Samuel Taylor Coleridge, "This Lime-Tree Bower My Prison" (1798)

Quote

A delight
Comes sudden on my heart, and I am glad
As I myself were there! Nor in this bower,
This little lime-tree bower, have I not mark'd
Much that has sooth'd me. Pale beneath the blaze
Hung the transparent foliage; and I watch'd
Some broad and sunny leaf, and lov'd to see
The shadow of the leaf and stem above
Dappling its sunshine! And that walnut-tree
Was richly ting'd, and a deep radiance lay
Full on the ancient ivy, which usurps
Those fronting elms, and now, with blackest mass
Makes their dark branches gleam a lighter hue
Through the late twilight: and though now the bat
Wheels silent by, and not a swallow twitters,
Yet still the solitary humble-bee
Sings in the bean-flower!

In this poem, Coleridge is sitting under a lime-tree, angry that he can't take a walk with his friends, when he realizes that there's a lot right there in the lime-tree bower to make him happy.

Thematic Analysis

We don't need to dig very deep into these lines to see the senses everywhere. Look at how much sight and sound there is. There's the "transparent foliage" that the speaker sees, the "shadow of the leaf and stem above/ Dappling its sunshine," and the sound of the "solitary humble-bee" singing in the bean-flower.

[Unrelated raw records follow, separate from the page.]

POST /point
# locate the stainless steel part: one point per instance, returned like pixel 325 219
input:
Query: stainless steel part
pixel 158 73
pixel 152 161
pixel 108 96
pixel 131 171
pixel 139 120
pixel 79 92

Coleridge is making us see and hear a lot in these lines. His descriptions are focusing on the senses, on the physical perception of the world. This is something that the Romantics do again and again: make us see and hear and feel nature through our eyes, ears, and noses.

Stylistic Analysis

There are so many textures and colors in this excerpt, our senses might just explode. We can really see the transparent foliage and the sunlight, and we can hear that bee buzzing. Coleridge is using concrete description of light and darkness, textures, colors, sounds, to put us right there with him in the lime-tree bower.